Well, that’s that. Summer is dead and gone. My dreams of enjoying it are left mostly unfulfilled, and I know it’s my own fault. When you’re young and you’re taught to make hay when the sun shines, you think it’s just something your dad says. But when you’re older and the sun is shining, you have no choice but to make hay. So maybe it isn’t solely my fault, even if I am indeed the only one suffering from the actions of whomever it is that is truly at fault. In spite of this admission of a failed summer, I did have a few moments under those sunny skies, adrift on that lake, and like one birdie in an otherwise miserable round of golf, I have experienced enough perfect summer to keep me coming back.
I should admit that I take great offense to my clients and their lack of understanding that ideal weather should not be taken for granted. In spite of my desire to let everyone live their own lives as they see fit, I choose to make some exceptions and ignoring ideal summer weather is one of them. I was walking the shore path this summer on a particularly delightful summer day, I believe it was in mid July, and my affliction is that I cannot just walk for the sake of a walk. I walk the path and look at the houses. I look at the boats. My feet are trudging onward but my mind is stopping at each house contemplating whatever I feel like contemplating. In many instances, the homes I’m passing are homes I’ve sold, and I pay special attention to those homes and their occupancy status.

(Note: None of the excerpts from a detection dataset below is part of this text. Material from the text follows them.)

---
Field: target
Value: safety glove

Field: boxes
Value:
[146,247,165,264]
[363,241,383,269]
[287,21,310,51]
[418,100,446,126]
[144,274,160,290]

On that delightful summer Sunday, I walked past several lakefront homes that I had previously sold, perhaps as many as 10 lakefronts in this two mile stretch of water. One of my clients was on his pier with his family, so I stepped out and talked about his new boat. What a boat it was. He was happy to be there on his pier, his family swimming and lounging, soaking in the luxury of a lakefront afternoon. It was good to see him, and to see him enjoying this place. But my wife was irritated that I was talking for so long, and so we hurried from the pier and back to the path. Alas, another home a few doors down was one I had sold just this year, so I took care to look around for the owner. I looked. And I looked. And I looked some more.
The owner was absent. His boats were nestled in their slips. His pool was, presumably, warm. The lawn looked right, the deck furniture impeccable, the property ready to host the weary. And yet, it was a ghost town. A normal person would just keep walking, content that perhaps the owner was inside napping, or maybe stuck in the city for a wedding or a funeral or a birthday party. But I sent the text anyway “You up?”, which in my parlance does not mean what it means to the younger generations. My client was not up, he explained, and was, instead, away for the weekend to some lesser-than location. He’d be up next weekend, he assured.
The next weekend was rainy. And the weekend after that was the first weekend in August, which meant the TV commercials were about going back to school and football. Once that happens, it might as well be October. Two weeks after that the kids were indeed back in school, and the only hope then was for Labor Day Weekend, which was a smashing success, in spite of a relatively miserable Saturday. That one weekend in July wasn’t everything, but man, it was something.
And that brings us to our goals for fall and how forecasts matter. This weekend it’s supposed to be warm and sunny, just like last weekend. Yet so many lake-house owners will be absent from the lake, for one reason or many others. I would like to suggest that your schedule matters little when it comes to a weekend at the lake. You can’t make it up this weekend because of Nanna’s birthday party on Sunday? This is a dilemma, but if Nanna is showing some signs of good health you might as well FaceTime her and let her know that you miss her and that you can’t wait to see her again soon, just as soon as your boat is taken from your slip and your pier is dismantled for the winter. Until then, these last few weeks of summer waits for no one, including Nanna. I’m sure she’ll understand.